Yolanda Nainggolan, Head of Public Relations Blibli mengatakan, lewat panduan selalu #IngatVOMO, perusahaan ingin melanjutkan komitmen mereka untuk literasi digital masyarakat lewat edukasi tentang privasi data dan keamanan siber.
Advertisement
Masyarakat Diimbau Verifikasi Kanal Komunikasi Resmi
"Terutama kami tak henti-hentinya mengingatkan masyarakat agar bertransaksi hanya pada rekening ofisial platform yang bertanggung jawab di seluruh layanan dan fitur yang ditawarkan kepada pelanggan," kata Yolanda.
"Selain itu dengan semakin berkembangnya modus tipu tipu online, kami juga mendorong masyarakat untuk selalu melakukan verifikasi kanal komunikasi resmi platform tempat bertransaksi sehingga dapat melakukan komunikasi dengan cepat dan tepat di kala ada indikasi tipu tipu yang mengatasnamakan platform."
Septriana Tangkary, Direktur Informasi dan Komunikasi Perekonomian dan Maritim, Kominfo menyebut, inisiatif ini bisa membantu memperluas sosialisasi terkait waspada penipuan online.
"Apalagi kini, gaya hidup digital semakin luas diadopsi oleh masyarakat, yang salah satunya dibuktikan dengan penetrasi aktivitas belanja online hingga ke masyarakat akar rumput."
Kominfo Blokir 575.042 Rekening yang Dipakai Tipu-Tipu
Dalam kesempatan berbeda, Kominfo mencatat 575.042 aduan cek rekening terkait tindak pidana kejahatan di sektor transaksi keuangan sepanjang tahun 2017 hingga Juli 2023.
"Ini jumlah rekening yang kami punya dari aduan, ada 575.042 rekening yang terkait dengan berbagai tindak pidana," kata Direktur Pengendalian Aplikasi Informatika Teguh Arifiyadi dalam PPATK 4th Legal Forum: Urgensi Regulatory Technology and Digital Evidence, di Jakarta, Selasa (7/11/2023).
Dari jumlah rekening yang diadukan, rinciannya 446.996 rekening terkait penipuan transaksi online, 21.569 terkait investasi online fiktif, 20.829 terkait kejahatan lainnya, 14.63 terkait pemerasan, 14.019 terkait prostitusi online, 6.580 terkait pinjaman online, dan 3.600 terkait judi online, web, maupun pishing dan lainnya.
Adapun kata Teguh, pada tahun 2020-2021 terjadi peningkatan aduan tindak pidana transaksi keuangan paling banyak yakni 165.482 aduan cek rekening.
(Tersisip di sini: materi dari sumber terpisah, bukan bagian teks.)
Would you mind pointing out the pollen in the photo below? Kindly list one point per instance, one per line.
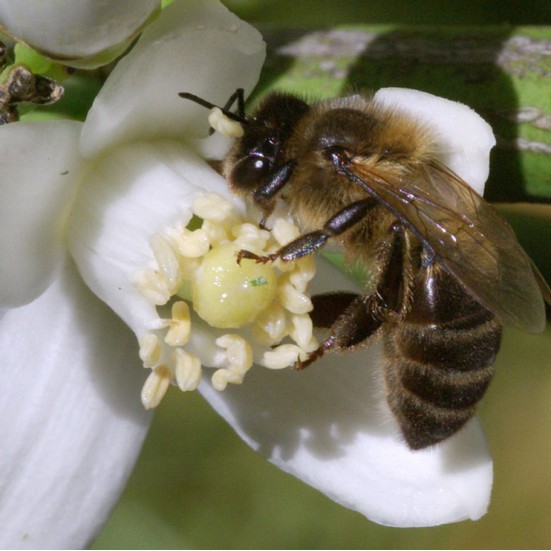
(194, 278)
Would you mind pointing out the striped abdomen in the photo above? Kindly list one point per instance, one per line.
(439, 358)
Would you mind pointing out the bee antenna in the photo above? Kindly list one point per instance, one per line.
(237, 95)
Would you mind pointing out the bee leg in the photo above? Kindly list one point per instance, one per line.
(358, 317)
(309, 243)
(357, 322)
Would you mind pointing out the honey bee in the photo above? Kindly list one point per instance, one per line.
(448, 270)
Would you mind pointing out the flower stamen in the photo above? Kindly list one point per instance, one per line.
(196, 273)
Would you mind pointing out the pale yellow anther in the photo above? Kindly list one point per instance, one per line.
(300, 330)
(222, 377)
(200, 267)
(153, 285)
(155, 386)
(193, 244)
(223, 124)
(271, 325)
(291, 299)
(167, 261)
(282, 356)
(216, 232)
(150, 349)
(284, 231)
(187, 370)
(239, 353)
(179, 326)
(303, 273)
(250, 237)
(211, 206)
(239, 356)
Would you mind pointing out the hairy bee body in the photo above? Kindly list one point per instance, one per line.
(447, 270)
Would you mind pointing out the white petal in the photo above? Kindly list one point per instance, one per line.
(464, 137)
(196, 46)
(330, 426)
(39, 163)
(70, 417)
(80, 33)
(127, 198)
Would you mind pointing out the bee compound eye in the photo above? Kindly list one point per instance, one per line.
(249, 171)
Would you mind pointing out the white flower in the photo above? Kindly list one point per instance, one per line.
(99, 196)
(79, 33)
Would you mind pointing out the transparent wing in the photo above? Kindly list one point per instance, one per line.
(467, 236)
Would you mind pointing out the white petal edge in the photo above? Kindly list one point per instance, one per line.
(70, 417)
(40, 163)
(80, 33)
(464, 138)
(127, 198)
(196, 46)
(330, 426)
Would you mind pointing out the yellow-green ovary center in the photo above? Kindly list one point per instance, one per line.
(228, 295)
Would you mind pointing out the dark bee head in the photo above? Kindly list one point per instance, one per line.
(260, 149)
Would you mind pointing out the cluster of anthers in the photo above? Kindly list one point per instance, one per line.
(197, 279)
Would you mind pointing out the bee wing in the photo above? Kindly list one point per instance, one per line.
(467, 236)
Hal itu terjadi pada saat pandemi covid-19 berlangsung, karena jumlah penjahat semakin banyak.
"Kenapa di 2020-2021 meningkat, ini karena covid, jumlah penjahatnya semakin banyak sehingga kami kewalahan dengan tim kami," katanya.
Teguh menjelaskan, setelah menerima aduan, kemudian Kominfo melakukan pemblokiran rekening-rekening tersebut. Kominfo juga mencatat ada 5.429 pemilik rekening yang menyanggah aduan. Namun, mayoritas dari mereka tidak pernah datang ke bank untuk melakukan verifikasi diri.
"Apakah pemilik rekening pernah menyanggah ketika dilaporkan, dan ketika dilaporkan kami juga melakukan pemblokiran rekeningnya untuk kriteria tertentu, mislanya judi/penipuan online, kami bersurat ke banknya untuk meminta diblokir karena sudah melakukan penipuan beberapa kali," ujarnya.
"Kami blokir, dan mereka ada yang menyanggah, tapi mayoritas sanggahannya ditolak, karena untuk menyanggah mereka harus verifikasi diri, belum pernah ada yang datang, yang coba-coba telepon ada untuk meminta unblock, kita persilahkan datang dan mereka tidak pernah datang," pungkasnya.